EDIT
In physics, most of us learned that \begin{align} \int_{a^-}^{a^+} f(x)\delta (x-a)dx&=f(a)\\ \frac{dH(x)}{dx}&=\delta(x). \end{align}
So, would it be natural to have the below? \begin{align} \int_0^t\delta(x+a)dx=H(t+a)-H(a) \end{align} However, it shows in Wolfram this weird complexity \begin{align} \int_0^t\delta(x+a)dx=(2H(t)-1)H(-a-tH(-t))H(a+tH(t)) \end{align}
It surprised me that my understanding of Heaviside function $H(x)$ was heavily overestimated.
No worry.
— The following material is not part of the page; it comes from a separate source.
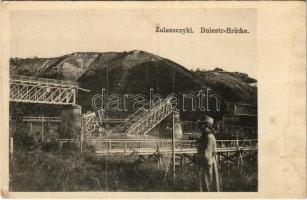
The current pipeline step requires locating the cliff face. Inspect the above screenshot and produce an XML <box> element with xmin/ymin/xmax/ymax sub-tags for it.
<box><xmin>10</xmin><ymin>51</ymin><xmax>257</xmax><ymax>119</ymax></box>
It is a different expression for the same final result.
I have programmed your "weird function" defined by :
$$W(t)=\underbrace{(2H(t)-1)}_{sign(t)}.H(-a-t.H(-t))H(a+\underbrace{t.H(t)}_{ramp}) \tag{1}$$
(Matlab code below)
It gives the same result as $H(t+a)-H(a)$ in the two different cases $a>0$ and $a \le 0$.
It is not the first time that I see equivalent expressions written very differently using Heaviside function.
A known example is the "characteristic function" of interval $[a,b]$ (value $1$ for $a<t<b$, $0$ elsewhere) which can be written using $H$ function in (at least) two ways :
$$\underbrace{H(t-a)-H(t-b)}_{additive \ way}=\underbrace{H(t-a)H(b-t)}_{multiplicative \ way}$$
Please note that the first factor in (1) is the sign function and that $t*H(t)$ defines the "ramp function" which is a primitive function of $H$.